With the rise of software-as-a-service, enabled by new tools that support speedier development and implementation, there's a huge and fast-growing number of enterprise applications available for nearly every business process imaginable. From financial management and customer relationship management to marketing and booking corporate travel, there’s an app (or 20) for that.
But more doesn’t always mean better. The proliferation of apps hasn’t necessarily meant that businesses have succeeded or realized the returns on investment they expected from these new products. In some cases it has been quite the opposite, as a large number of enterprise application implementations still end in failure.
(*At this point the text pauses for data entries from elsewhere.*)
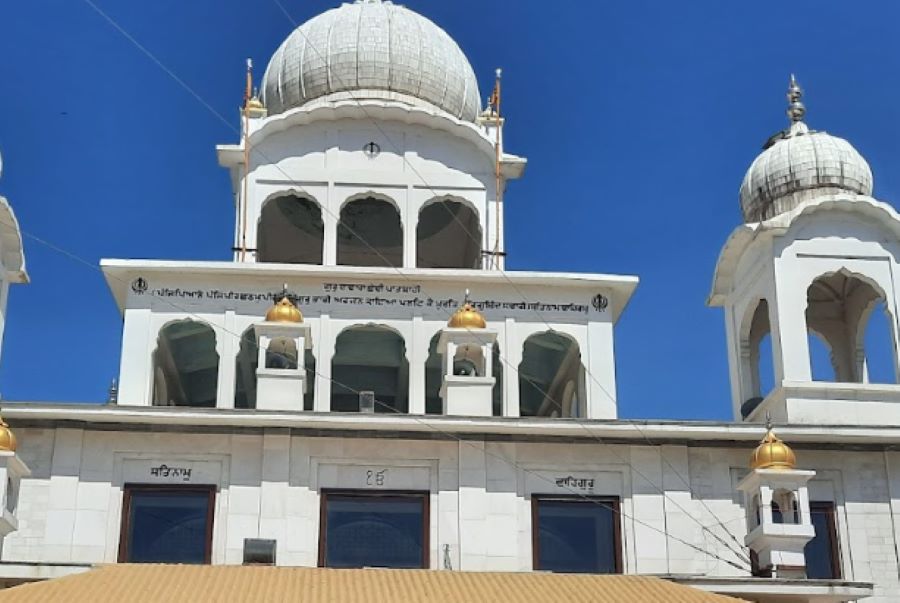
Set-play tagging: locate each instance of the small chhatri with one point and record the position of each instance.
(772, 453)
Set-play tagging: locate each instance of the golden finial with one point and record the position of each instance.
(7, 437)
(796, 109)
(284, 310)
(772, 453)
(467, 317)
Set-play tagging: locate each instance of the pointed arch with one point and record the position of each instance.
(290, 229)
(840, 306)
(186, 365)
(550, 361)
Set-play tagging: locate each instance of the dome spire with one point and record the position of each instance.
(796, 109)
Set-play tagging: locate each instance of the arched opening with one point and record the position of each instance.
(282, 354)
(434, 378)
(370, 234)
(756, 344)
(248, 360)
(370, 358)
(448, 235)
(841, 308)
(550, 362)
(290, 231)
(186, 365)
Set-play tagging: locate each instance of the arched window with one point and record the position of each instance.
(248, 361)
(290, 231)
(784, 507)
(370, 234)
(840, 307)
(370, 358)
(245, 371)
(878, 343)
(756, 343)
(186, 365)
(550, 362)
(434, 377)
(448, 235)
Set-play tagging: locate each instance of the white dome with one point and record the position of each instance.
(371, 49)
(798, 167)
(799, 164)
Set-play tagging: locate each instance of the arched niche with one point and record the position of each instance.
(756, 356)
(186, 365)
(370, 358)
(840, 306)
(370, 233)
(434, 377)
(448, 235)
(551, 377)
(290, 230)
(247, 362)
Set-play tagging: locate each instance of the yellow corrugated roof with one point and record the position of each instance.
(192, 583)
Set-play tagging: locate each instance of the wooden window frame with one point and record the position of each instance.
(425, 497)
(829, 508)
(614, 503)
(128, 491)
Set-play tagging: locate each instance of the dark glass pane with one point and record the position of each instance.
(576, 536)
(821, 549)
(168, 527)
(374, 532)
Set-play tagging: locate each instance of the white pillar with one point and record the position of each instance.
(511, 351)
(331, 211)
(136, 368)
(227, 345)
(324, 350)
(409, 219)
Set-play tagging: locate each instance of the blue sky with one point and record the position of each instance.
(638, 119)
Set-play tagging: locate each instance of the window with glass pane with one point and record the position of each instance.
(822, 559)
(374, 530)
(576, 535)
(167, 524)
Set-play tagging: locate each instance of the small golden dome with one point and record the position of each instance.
(467, 317)
(7, 437)
(772, 453)
(284, 311)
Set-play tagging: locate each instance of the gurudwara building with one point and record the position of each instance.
(366, 386)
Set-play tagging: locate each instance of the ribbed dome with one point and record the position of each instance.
(371, 49)
(799, 165)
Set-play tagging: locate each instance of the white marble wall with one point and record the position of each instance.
(480, 496)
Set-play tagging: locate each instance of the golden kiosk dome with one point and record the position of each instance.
(284, 311)
(772, 453)
(467, 317)
(7, 437)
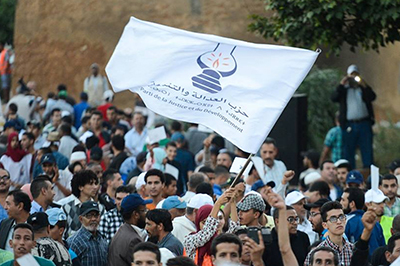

How can companies safeguard against failure and ensure that they get the maximum possible benefit from their software investments? They can take several steps, such as aligning software purchases with business goals, getting executive buy-in, and providing adequate training. However, a good deal of the responsibility also rests on the software vendors, which need to do more to ensure that companies can succeed with their products.
[ Want more on 2015 priorities? Read 5 Analytics, BI, Data Management Trends For 2015. ]
Here are three areas where enterprise apps need to improve, and what software buyers can do to make that happen.
Insist on better features, not more features
The explosion of enterprise apps has resulted in a features race; every vendor wants to make sure that their product has checked all the boxes on the software comparison charts. But features aren’t everything. In fact, too many extraneous features can result in the software becoming overwhelming. The term for this condition is software bloat.
Rather than focusing on feature-comparison charts, software buyers should instead concentrate on the features they most need and ensure that those features work exactly as desired. In 2011, software expert Janus Boye identified eight content management system features that customers rarely use. While sophisticated workflow features, for example, may be nice to have, firms looking to buy CMS software would be better off prioritizing responsive design and mobile support, which provide a better experience for end users.
Let the focus be on feature quality and functionality, rather than looking for check marks in every box on the feature list.
Focus on usability
Usability has always been a stumbling block for enterprise applications, and it hasn't helped that vendors have focused too much on adding features while ignoring the user experience. Usability is improving, with the recent shift toward "consumerized" technology, but enterprise apps still have a long way to go.
Let’s take CRM as an example. In 2007, a study showed that the main challenge for business executives in implementing new CRM software was getting people to actually use the applications. In that study, 72% of respondents said that they would give up features to gain better usability. Fast-forward to a 2011 Nucleus Research study that found that ease of use is still rated as the most desirable feature in a CRM app. A quick perusal of articles and whitepapers over the last year shows that CRM users are still demanding better usability, particularly when it comes to mobile apps.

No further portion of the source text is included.